'Why Meghan isn't the new Diana,' British publications respond to George Clooney
Could Meghan Markle really face the same fate as Princess Diana? Britain's newspapers on Wednesday angrily challenged US actor George Clooney's claim that their treatment of Prince Harry's wife resembled the hounding of his late mother.
It did not take long for the British media to tell Clooney to keep his thoughts to himself.
"George Clooney's claims of Meghan Markle and Diana are utter fantasy," The Times declared. The Telegraph ran a story under the headline: "Why Meghan isn't the new Diana."
And celebrity TV presenter Piers Morgan penned an article in the Mail Online asking if Clooney was "a REAL friend or just another famous person Meghan's latched onto at the expense of those who, until recently, she professed to care about".
Most of the recent headlines have been about Meghan's father.
But the bigger question facing British society as a whole is whether the papers' two-decade truce with Buckingham Palace is coming to an end. Veteran royal watcher and biographer Penny Junor said the cases of Meghan and Diana could hardly be more different.
"I haven't heard that Meghan is complaining of the paparazzi. I've never heard anyone talk about that being a problem," Junor told AFP.
"I think (Meghan) is able to go about her life and walk in the park and be in restaurants and be a normal person without a dozen paparazzi following her," she said.
"Diana was not able to do that."
Both Junor and Morgan accused Meghan and her father of courting trouble by trying to settle scores through the press.
The Mail on Sunday's letter followed an article featuring several of Meghan's friends in People magazine entitled: "The truth about Meghan Markle's dad."
Morgan said it was "staggering" that "Meghan thinks the way to resolve this bitter dispute is to unleash her friends to attack her dad in People magazine".
Junor recalled that Diana also used the press by giving private briefings to favourite reporters. "That's a very dangerous thing to do and it did eventually blow up in her face," Junor said. But she insisted that times had changed.
"I think there was a lot of naivety in the Diana era," she said. "I think everybody has gotten much wiser to the media and how destructive the media can be."
Clooney, who attended the couple's wedding last year, on Tuesday stirred up a hornet's nest of discontent by accusing the London tabloids of giving the new Duchess of Sussex "a raw deal".

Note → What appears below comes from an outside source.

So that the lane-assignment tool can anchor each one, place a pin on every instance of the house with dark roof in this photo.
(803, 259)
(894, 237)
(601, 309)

"She's a woman who is seven months pregnant and she is being pursued and vilified and chased in the same way that Diana was," the Hollywood superstar told Australian magazine WHO during an interview in Los Angeles.
"It's history repeating itself," Clooney warned. "And we've seen how that ends."
The ending Clooney referred to was the 1997 car crash in Paris in which Diana died along with Dodi Al-Fayed as they fled the paparazzi.
The tragedy triggered mass public mourning in the UK and soul searching on the part of the press.
It turned royal reporters into villains and forced the media to significantly alter its code of conduct.
Pictures obtained through "persistent pursuit" were banned and a "reasonable expectation of privacy" had to be observed.
The arrival in British public life last year of the mixed-race US actress put these new rules to the test with initially positive coverage slowly giving way to stories about "Duchess Difficult".
Meghan, 37, was said to have been tough on staff, with tensions also reported between her and Prince William's wife Catherine.
Following months of unwanted publicity focused on rifts with her family, the Mail on Sunday also published a letter she wrote to her estranged father begging him to "stop lying" and "exploiting my relationship with my husband".
"You're taking a letter from a daughter to a father and broadcasting it everywhere," Clooney fumed. "It's irresponsible."